# Young Chicago couple about to sail around the world!



## windtraveler (Jul 10, 2009)

Hi there!

We are not "new" members, but have not officially introduced ourselves! We are Scott(33) and Brittany Meyers (31) and we are leaving this September aboard our 1975 Hallberg Rassy Rasmus 35' for a 1-3 year "_around-the-marble_" adventure (we don't make solid plans, hence the large window of time, we roll with the punches).

Anyway, we have been blogging about our progress and our plans (I know, I know...not _ANOTHER _sailing blog - but ours is a little different - at least that's what some of our readers tell us), and thought perhaps some of you sailors would be interested in following along? If not - no sweat....but if so, great! Windtraveler.

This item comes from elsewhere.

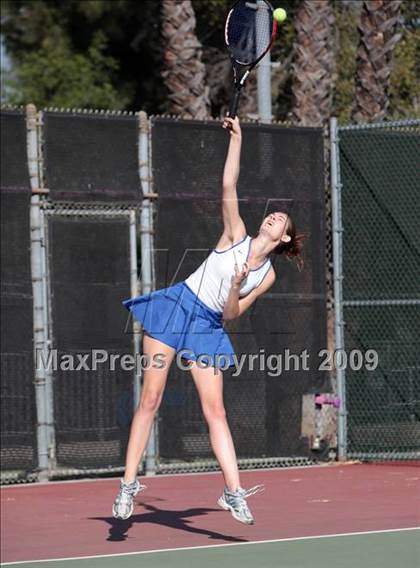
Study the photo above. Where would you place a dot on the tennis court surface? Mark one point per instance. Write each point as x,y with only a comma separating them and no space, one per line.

This forum has been a great source of information for us and we are thankful to ALL the guidance and advice up in here!

Fair winds,
Brittany & Scott


----------



## JohnRPollard (Mar 26, 2007)

Hey, good luck on the voyage (and congrats on the nuptials). Maybe send us some updates from along the way.

Are you leaving from Chicago in September, or will the boat be further south by then? I know you're not on a hard/fast itinerary, but what is your initial route for the first few months?


----------



## GMC (Sep 14, 2009)

It is a great blog. You're a good writer(s). Hope you keep it current as you go. Good luck.


----------



## cmhenry (Aug 12, 2010)

Awesome story and Great writing,
Good luck


----------



## rgscpat (Aug 1, 2010)

*Congratulations!*

Congratulations on your boat, upcoming adventure, nuptials, and life together! That's a lot of adventure.

Out of curiosity, how long do you expect the Erie Canal and Atlantic Intercoastal Waterway segments to take, with lock schedules, re-rigging the boat, bridge openings, traffic, weather, and just plain exploring?


----------